The whole thing can be summed up as the following: they’re selling you a hammer and telling you to use it with screws. Once you hammer the screw, it trashes the wood really bad. Then they’re calling the wood trashing “hallucination”, and promising you better hammers that won’t do this. Except a hammer is not a tool to use with screws dammit, you should be using a screwdriver.
An AI leaderboard suggests the newest reasoning models used in chatbots are producing less accurate results because of higher hallucination rates.
So he’s suggesting that the models are producing less accurate results… because they have higher rates of less accurate results? This is a tautological pseudo-explanation.
AI chatbots from tech companies such as OpenAI and Google have been getting so-called reasoning upgrades over the past months
When are people going to accept the fact that large “language” models are not general intelligence?
ideally to make them better at giving us answers we can trust
Those models are useful, but only a fool trusts = is gullible towards their output.
OpenAI says the reasoning process isn’t to blame.
Just like my dog isn’t to blame for the holes in my garden. Because I don’t have a dog.
This is sounding more and more like model collapse - models perform worse when trained on the output of other models.
inb4 sealions asking what’s my definition of reasoning in 3…2…1…
PonyOfWar@pawb.social 2 days ago
Wonder if we’re already starting to see the impact of AI being trained on AI-generated content.
SippyCup@feddit.nl 2 days ago
Absolutely.
AI generated content was always going to leak in to the training models unless they literally stopped training as soon as it started being used to generate content, around 2022.
And once it’s in, it’s like cancer. There’s no getting it out without completely wiping the training data and starting over. And it’s a feedback loop.

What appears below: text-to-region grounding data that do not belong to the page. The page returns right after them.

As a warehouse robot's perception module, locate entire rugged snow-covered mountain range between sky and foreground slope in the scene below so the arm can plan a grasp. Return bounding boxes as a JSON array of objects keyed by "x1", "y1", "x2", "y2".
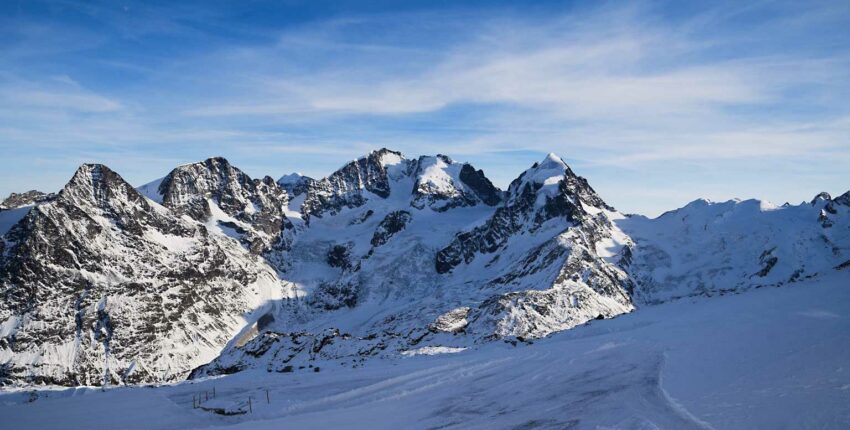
[{"x1": 0, "y1": 149, "x2": 850, "y2": 385}]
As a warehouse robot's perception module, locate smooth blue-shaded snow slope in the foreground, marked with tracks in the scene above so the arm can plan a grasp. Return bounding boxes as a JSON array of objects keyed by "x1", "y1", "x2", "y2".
[{"x1": 0, "y1": 272, "x2": 850, "y2": 430}]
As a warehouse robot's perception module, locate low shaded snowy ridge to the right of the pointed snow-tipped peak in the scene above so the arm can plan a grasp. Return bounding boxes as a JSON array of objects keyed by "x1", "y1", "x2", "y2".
[{"x1": 617, "y1": 193, "x2": 850, "y2": 303}]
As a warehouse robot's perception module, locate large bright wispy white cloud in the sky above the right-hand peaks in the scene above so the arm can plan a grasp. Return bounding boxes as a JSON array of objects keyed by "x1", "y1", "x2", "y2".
[{"x1": 174, "y1": 3, "x2": 850, "y2": 163}]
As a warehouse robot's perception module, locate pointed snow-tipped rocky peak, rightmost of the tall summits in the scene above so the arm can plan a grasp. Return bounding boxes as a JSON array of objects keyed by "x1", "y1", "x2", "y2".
[{"x1": 428, "y1": 154, "x2": 634, "y2": 338}]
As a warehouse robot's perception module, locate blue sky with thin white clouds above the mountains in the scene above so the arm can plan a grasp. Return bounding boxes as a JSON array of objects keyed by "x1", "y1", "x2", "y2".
[{"x1": 0, "y1": 0, "x2": 850, "y2": 215}]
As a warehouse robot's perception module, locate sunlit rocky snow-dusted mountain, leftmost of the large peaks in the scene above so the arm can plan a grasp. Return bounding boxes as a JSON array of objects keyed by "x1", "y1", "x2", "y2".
[{"x1": 0, "y1": 164, "x2": 282, "y2": 385}]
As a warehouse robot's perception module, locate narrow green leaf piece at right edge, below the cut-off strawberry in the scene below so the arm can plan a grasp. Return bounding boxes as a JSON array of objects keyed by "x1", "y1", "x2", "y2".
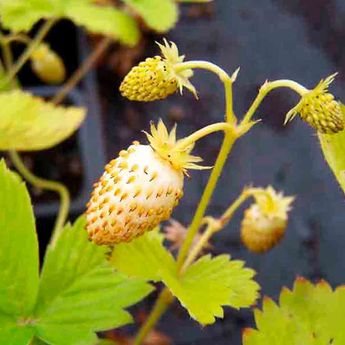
[{"x1": 318, "y1": 104, "x2": 345, "y2": 193}]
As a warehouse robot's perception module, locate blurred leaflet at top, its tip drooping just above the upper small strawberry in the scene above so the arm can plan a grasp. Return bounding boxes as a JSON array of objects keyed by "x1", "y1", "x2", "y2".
[{"x1": 66, "y1": 1, "x2": 140, "y2": 46}]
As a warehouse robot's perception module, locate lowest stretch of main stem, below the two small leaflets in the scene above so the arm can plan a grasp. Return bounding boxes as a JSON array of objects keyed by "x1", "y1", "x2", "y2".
[{"x1": 133, "y1": 288, "x2": 174, "y2": 345}]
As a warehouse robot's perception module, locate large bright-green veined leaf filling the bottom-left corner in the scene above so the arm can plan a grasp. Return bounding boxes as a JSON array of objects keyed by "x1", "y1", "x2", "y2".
[{"x1": 0, "y1": 161, "x2": 152, "y2": 345}]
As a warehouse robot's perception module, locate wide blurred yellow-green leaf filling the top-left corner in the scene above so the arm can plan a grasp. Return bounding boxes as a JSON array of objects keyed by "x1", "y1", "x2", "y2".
[{"x1": 0, "y1": 0, "x2": 140, "y2": 45}]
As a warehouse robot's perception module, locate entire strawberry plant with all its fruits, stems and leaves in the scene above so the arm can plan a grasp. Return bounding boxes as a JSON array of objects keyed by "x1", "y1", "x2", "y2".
[{"x1": 0, "y1": 0, "x2": 344, "y2": 345}]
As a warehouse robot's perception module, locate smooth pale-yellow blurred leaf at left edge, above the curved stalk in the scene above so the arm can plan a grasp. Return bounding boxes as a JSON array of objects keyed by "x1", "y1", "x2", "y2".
[{"x1": 0, "y1": 90, "x2": 85, "y2": 151}]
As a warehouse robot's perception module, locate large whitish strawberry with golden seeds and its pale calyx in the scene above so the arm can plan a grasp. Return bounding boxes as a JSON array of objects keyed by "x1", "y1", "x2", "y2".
[{"x1": 86, "y1": 122, "x2": 206, "y2": 244}]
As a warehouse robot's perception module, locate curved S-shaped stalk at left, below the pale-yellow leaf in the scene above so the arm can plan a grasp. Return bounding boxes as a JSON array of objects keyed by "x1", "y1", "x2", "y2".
[{"x1": 9, "y1": 151, "x2": 70, "y2": 246}]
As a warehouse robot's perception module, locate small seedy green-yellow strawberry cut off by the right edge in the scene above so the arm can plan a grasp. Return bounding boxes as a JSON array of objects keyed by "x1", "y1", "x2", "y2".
[{"x1": 285, "y1": 74, "x2": 345, "y2": 134}]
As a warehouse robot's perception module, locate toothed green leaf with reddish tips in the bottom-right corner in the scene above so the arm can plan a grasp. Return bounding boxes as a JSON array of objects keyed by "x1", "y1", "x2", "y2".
[{"x1": 243, "y1": 278, "x2": 345, "y2": 345}]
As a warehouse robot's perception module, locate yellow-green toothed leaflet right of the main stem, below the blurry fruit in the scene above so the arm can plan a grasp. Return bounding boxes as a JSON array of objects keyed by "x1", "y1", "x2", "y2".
[{"x1": 161, "y1": 255, "x2": 259, "y2": 325}]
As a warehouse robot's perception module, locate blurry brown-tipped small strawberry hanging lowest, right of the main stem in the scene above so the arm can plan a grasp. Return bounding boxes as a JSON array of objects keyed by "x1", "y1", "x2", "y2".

It will only get worse with time.
The models could have been great, but they rushed release and made it available too early.
If 60% of the posts on Reddit are bots, which may be a number I made up but I feel like I read that somewhere, then we can safely assume that roughly half the data these models are being trained on is now AI generated.
Rejoice friends, soon the slop will render them useless.
Ulrich@feddit.org 2 days ago
Not before they render the remainder of the internet useless.
vintageballs@feddit.org 1 day ago
In the case of reasoning models, definitely. Reasoning datasets weren’t even a thing a year ago and from what we know about how the larger models are trained, most task-specific training data is artificial (oftentimes a small amount is human-generated and then synthetically augmented).
However, I think it’s safe to assume that this has been the case for regular chat models as well - the self-instruct and ORCA papers are quite old already.